Отвергнутая. Игрушка для Альф - стр. 31
16. Глава 16. Им больно
Вестар скидывает халат, разминает плечи поигрывая мышцами спины и оглядывается с улыбкой, а затем подмигивает. Мама рычит на него, а я стойко и упрямо не опускаю взгляд на его голые ягодицы.

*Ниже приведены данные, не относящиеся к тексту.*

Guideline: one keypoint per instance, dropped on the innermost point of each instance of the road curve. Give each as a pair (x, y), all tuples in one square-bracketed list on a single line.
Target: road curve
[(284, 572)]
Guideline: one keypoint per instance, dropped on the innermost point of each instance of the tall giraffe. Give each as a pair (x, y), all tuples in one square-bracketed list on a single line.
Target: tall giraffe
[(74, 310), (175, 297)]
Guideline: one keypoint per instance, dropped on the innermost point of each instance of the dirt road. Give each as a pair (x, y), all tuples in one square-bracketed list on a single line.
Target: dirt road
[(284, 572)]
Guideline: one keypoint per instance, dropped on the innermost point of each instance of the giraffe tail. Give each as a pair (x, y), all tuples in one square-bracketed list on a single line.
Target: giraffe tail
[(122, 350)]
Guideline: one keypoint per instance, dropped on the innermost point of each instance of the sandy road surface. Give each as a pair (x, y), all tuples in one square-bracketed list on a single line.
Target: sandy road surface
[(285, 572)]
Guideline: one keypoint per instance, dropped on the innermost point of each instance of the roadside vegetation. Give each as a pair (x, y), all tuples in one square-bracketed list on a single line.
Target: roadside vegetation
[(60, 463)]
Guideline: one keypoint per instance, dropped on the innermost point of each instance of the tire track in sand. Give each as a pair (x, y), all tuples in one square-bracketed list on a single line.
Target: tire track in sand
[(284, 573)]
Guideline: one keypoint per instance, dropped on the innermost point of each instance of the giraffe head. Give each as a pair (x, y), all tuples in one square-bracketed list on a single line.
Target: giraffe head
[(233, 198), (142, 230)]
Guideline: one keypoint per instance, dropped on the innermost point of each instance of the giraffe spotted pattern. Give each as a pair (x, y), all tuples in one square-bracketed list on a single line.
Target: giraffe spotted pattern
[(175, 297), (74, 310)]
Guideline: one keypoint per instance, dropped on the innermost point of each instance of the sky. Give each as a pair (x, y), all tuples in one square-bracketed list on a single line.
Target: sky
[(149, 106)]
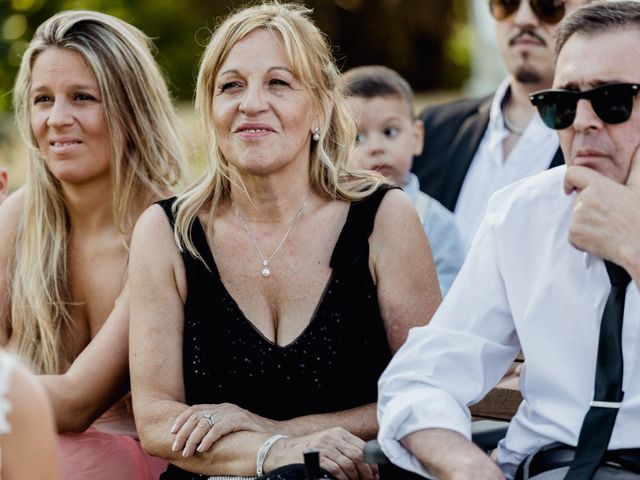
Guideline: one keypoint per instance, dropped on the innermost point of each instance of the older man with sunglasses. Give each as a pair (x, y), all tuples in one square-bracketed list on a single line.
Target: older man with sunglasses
[(554, 271), (474, 147)]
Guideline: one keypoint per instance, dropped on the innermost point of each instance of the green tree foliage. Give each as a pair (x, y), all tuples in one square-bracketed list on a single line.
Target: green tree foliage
[(419, 38)]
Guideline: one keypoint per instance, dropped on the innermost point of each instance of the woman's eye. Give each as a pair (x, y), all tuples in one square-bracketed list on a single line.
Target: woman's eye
[(228, 85), (41, 98), (277, 81), (391, 132), (84, 97)]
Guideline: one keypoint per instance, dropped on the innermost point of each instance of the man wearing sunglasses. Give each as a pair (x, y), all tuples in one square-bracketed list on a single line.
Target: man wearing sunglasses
[(474, 147), (554, 271)]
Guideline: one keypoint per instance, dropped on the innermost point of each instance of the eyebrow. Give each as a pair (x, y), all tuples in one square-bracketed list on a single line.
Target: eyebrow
[(235, 71), (76, 86), (592, 84)]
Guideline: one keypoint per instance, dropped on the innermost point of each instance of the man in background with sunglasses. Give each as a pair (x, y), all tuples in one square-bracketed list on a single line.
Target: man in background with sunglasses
[(474, 147), (554, 271)]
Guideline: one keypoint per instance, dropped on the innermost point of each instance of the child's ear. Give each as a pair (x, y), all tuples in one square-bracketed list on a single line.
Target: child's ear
[(418, 135)]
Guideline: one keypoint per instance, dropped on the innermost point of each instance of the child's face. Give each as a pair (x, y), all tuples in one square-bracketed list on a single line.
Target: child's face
[(388, 137)]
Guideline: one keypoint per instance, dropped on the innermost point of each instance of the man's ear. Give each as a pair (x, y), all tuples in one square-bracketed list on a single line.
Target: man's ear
[(418, 135), (4, 184)]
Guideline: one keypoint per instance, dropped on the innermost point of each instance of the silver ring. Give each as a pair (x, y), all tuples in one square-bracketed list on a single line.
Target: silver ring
[(209, 418)]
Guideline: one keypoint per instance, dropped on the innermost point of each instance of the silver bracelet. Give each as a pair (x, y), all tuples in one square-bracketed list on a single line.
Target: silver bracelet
[(264, 449)]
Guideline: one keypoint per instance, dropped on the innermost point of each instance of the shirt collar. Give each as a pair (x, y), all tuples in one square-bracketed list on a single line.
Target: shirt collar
[(536, 130)]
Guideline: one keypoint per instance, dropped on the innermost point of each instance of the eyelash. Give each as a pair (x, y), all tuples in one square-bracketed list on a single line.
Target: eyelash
[(81, 97), (275, 82)]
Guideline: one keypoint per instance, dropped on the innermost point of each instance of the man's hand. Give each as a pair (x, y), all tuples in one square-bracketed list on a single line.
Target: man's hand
[(606, 215)]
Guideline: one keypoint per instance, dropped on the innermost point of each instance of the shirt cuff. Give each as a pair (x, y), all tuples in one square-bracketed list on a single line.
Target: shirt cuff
[(410, 412)]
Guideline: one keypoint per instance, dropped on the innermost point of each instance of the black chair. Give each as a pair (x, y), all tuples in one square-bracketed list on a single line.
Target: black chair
[(484, 433)]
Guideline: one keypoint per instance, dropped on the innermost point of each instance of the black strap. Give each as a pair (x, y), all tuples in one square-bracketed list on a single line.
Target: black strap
[(601, 416)]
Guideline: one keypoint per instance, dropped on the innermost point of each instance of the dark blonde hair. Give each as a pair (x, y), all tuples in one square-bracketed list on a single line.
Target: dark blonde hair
[(370, 81), (147, 162), (312, 63)]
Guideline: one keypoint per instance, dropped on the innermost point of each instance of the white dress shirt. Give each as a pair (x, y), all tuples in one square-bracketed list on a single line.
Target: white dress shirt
[(490, 171), (522, 286)]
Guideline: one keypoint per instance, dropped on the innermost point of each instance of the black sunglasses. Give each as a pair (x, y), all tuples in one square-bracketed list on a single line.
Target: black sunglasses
[(612, 103), (549, 11)]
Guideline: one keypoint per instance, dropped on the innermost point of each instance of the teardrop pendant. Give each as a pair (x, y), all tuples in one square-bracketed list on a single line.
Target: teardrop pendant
[(265, 271)]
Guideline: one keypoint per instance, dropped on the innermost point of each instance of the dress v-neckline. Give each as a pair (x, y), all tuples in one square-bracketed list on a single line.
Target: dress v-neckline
[(203, 247)]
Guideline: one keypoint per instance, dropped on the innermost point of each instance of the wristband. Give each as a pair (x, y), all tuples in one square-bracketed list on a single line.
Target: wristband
[(264, 449)]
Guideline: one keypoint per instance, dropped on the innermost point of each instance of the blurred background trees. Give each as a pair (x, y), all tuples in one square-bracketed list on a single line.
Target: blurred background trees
[(425, 40)]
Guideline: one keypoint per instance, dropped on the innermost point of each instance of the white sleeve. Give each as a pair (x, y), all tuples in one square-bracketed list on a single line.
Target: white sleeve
[(452, 362)]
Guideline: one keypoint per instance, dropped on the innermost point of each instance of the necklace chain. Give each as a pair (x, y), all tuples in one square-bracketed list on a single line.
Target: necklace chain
[(266, 271), (510, 126)]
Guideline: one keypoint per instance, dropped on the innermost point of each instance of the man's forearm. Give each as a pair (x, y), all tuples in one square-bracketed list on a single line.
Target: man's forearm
[(448, 455)]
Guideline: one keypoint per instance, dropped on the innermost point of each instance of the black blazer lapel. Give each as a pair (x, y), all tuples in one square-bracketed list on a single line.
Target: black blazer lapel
[(463, 148), (558, 159)]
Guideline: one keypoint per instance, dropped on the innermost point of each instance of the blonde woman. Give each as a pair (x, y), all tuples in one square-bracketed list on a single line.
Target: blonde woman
[(26, 426), (94, 110), (261, 322)]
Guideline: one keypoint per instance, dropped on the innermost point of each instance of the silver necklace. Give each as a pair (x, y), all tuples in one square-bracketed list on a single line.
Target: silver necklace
[(511, 127), (266, 271)]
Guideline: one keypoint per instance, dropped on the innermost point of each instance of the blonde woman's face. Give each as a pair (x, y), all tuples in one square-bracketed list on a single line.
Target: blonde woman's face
[(263, 115), (68, 119)]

— Она тебе в дочери годится, мерзкий ты урод, — шипит мама.
— Я же не человек, чтобы меня возрастом стыдить, — Вестар усмехается и в следующую секунду кидается к кустам жимолости ловким и пушистым волком.
Я медленно выдыхаю, а мама смотрит на меня с затаенным опасением.
— Он из тех, кто не способен любить, Тина.
— На что ты намекаешь?
— На то, чтобы ты его к себе не подпускала близко.
— Мам…
— И еще он из тех, кто с удовольствием присоединиться к племянникам, чтобы устроить веселую оргию, — зло шипит она.
Распахиваю глаза и сглатываю колючий ком слез.
— Прости… Я… — мама сжимает переносицу. — Я не хотела этого говорить… мне тут плохо, Тина, — поднимает взгляд. — Я злюсь и очень боюсь.
Из кустов жимолости доносится недовольный рык Вестара. Нахмурившись, следую за ним.
— Я не хотела тебя обижать. Я хочу лишь предостеречь.
— Поздно, мам.
Вестар уводит нас вглубь леса, по едва заметной тропинке, которая петляет среди кустов и деревьев. Тени сгущаются, редкие лучи солнца пробиваются сквозь листву и пятнами растекаются под ногами.
Я оглядываюсь и понимаю, что мы через тени и заросли проскакиваем целые куски Леса, и сейчас мы очень далеко от Замка.
Слышу кашель, и ехидный голос Жреца:
— Ты в курсе, что если человек найдет смерть в Лесу, то не видать ему садов Солнцеликого?
— А я не верю в Солнцеликого.
— Да ну, — охает в ответ Жрец. — А в кого веришь?
— В Позабытого.
— Брешешь.
— И все мы будем однажды позабытыми, — сипит папа. — Время сотрет наши имена, наши грехи и присоединимся мы…
— Хорош, Саймон, — фыркает жрец. — давай ты будешь верить… не знаю, в сисястую бабу плодородия, а не в этого жуткого хрена.
— Он и тебя ждет, — папа хрипло посмеивается. — И скольких богов принял к себе?
— Ты издеваешься.
— Есть немного, — папа вновь кашляет. — Верховный Жрец боится Позабытого.
Оборачиваюсь на маму, когда опять ветер доносит кашель отца, и шепчу, которая замерла у старой сосны:
— Иди.
— А ты?
— Я не могу в таком виде явиться к отцу.
Мама неуверенно кивает и семенит мимо на носочках. Продирается сквозь кусты можжевельника, скрывается в тенях, и я слышу настороженный голос отца:
— Где Тина?
— Ты должна это увидеть, милая, — меня сзади за плечи хватает Вестар, рывком увлекает за собой, и через секунду мы оказываемся в зарослях молодого орешника в тени под кроной ясеня.
Привалившись спиной к валуну, поросшему белым мхом, сидит отец. Его рубаха на груди, шея и борода — в крови. Он тяжело дышит с сильным присвистом и не сводит взгляда с мамы.